Nancy had been living in a state of low-level anxiety since the visit from the police. Looking over her shoulder. Wondering. Waiting.
She stiffened at every knock on the door, braced herself as she walked across the playground, hiding her uneasiness from Lara.
But there had been no further police visits. No cruelty in the classroom. In the playground, no one really paid her much attention at all. On the rare occasion she saw Hannah dropping Jakob, Hannah would make a point of saying hello and asking after the chickens (all fine, still laying, albeit a lot less frequently now it was winter), but everyone else seemed busy, dashing back to the warmth of their cars, houses and offices as soon as they’d delivered their children safely to school.
She’d seen Imogen only once, from a distance. Imogen had given Rosie a hug near the entrance and then left. Nancy had stayed back, watching Imogen as she departed. She’d been dressed in Narnia witch white: a long, pale woollen coat with large collar, blonde hair falling over shoulders, cream fur-lined boots.
As February came in, so the snow returned. And this time it fell thick and hard. Heron Water froze at the shoreline, opaque, jagged and cracked where the water had moved under the ice. Frost clung to the bulrushes, a frozen, speckled casing entombing their brown stems.
Nancy’s own pool froze solid – even at its deepest point – or at least it seemed that enough ice had formed to make it walkable on. She smashed a hole to check. It was lucky she hadn’t stepped on it. An inch wouldn’t take her weight.
The garden had a stillness to it, a sense of everything on hold. Life held in frozen limbo. But under the surface a beat ticked on silently. Tick, tock. Tick, tock. Waiting. She felt the same beat within herself thanks to the ever-present unease that had settled inside her. When would the explosion come? Would it come?
The wintry countryside was beautiful. After taking Lara to school, Nancy would go for a walk around the reservoir, even if the snow was driving hard in her face. The soft flakes absorbed all sound, muffling the splash of a duck landing on the water, or the flap of the wings of a buzzard as it pulled back up into the air after diving down to catch some unsuspecting prey.
One day, the snow stopped. The clouds cleared and the sky was lit a pristine blue.
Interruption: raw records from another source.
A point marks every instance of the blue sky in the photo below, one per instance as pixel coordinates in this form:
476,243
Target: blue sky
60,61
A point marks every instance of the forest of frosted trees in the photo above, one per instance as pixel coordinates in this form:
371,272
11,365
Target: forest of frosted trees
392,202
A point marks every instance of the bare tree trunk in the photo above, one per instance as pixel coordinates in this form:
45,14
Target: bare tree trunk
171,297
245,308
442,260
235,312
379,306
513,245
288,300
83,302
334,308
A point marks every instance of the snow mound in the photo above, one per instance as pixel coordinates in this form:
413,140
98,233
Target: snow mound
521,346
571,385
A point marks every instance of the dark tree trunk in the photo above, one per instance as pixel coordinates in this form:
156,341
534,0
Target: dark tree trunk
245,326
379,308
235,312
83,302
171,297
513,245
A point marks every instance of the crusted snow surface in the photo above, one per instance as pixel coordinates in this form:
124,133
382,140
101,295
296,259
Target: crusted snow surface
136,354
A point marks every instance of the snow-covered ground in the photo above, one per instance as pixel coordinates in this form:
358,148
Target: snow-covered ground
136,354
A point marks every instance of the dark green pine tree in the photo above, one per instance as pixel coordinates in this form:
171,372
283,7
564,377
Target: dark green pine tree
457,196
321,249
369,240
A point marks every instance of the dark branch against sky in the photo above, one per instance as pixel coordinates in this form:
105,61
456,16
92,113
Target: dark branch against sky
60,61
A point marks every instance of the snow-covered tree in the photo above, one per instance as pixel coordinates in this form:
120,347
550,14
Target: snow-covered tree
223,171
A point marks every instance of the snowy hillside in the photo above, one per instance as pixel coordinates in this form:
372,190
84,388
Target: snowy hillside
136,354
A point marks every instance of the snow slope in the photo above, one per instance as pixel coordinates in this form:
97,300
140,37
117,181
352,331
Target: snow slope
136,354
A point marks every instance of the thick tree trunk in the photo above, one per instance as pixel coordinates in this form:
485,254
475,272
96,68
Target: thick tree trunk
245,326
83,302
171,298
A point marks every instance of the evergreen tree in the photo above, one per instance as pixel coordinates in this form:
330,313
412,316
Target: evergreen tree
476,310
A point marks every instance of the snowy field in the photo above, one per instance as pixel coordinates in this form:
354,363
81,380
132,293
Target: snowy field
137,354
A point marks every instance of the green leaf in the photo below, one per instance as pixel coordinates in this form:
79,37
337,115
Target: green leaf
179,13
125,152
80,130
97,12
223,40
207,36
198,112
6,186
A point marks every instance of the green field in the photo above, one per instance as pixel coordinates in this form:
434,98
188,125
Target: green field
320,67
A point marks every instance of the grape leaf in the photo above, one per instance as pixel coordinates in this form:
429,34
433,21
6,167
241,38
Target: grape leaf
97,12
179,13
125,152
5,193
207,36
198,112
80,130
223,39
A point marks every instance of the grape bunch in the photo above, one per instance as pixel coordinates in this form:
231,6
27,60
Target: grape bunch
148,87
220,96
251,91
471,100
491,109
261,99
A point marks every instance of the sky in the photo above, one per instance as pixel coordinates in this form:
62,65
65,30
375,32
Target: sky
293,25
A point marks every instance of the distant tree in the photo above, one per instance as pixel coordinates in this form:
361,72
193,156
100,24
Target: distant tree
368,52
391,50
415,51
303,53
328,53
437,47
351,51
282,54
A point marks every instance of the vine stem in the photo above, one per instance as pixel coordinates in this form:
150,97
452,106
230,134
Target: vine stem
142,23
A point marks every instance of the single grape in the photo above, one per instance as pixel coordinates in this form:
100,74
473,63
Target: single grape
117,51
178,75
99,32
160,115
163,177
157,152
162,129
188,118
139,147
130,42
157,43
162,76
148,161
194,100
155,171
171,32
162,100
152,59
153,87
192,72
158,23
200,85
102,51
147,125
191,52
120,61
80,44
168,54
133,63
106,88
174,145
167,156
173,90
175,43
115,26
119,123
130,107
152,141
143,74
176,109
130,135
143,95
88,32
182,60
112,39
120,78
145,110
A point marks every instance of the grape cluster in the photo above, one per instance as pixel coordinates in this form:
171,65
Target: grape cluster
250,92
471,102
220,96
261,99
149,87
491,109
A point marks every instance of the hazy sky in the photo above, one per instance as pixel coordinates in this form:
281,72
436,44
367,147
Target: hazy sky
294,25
The snow and frost sparkled with the intensity of a fine cut diamond.
Nancy was excited to get out in the winter wonderland on her doorstep. She got back from school after dropping Lara and headed straight out again, through the garden. The grass was a white blanket and Nancy smiled as she caught sight of Lara’s wild dance of footsteps from that morning. There was something so satisfying about stepping in pristine snow. She went down the steps, through the wooded area with the bare-limbed trees and out through her gate, then it was just a short walk onto the reservoir path.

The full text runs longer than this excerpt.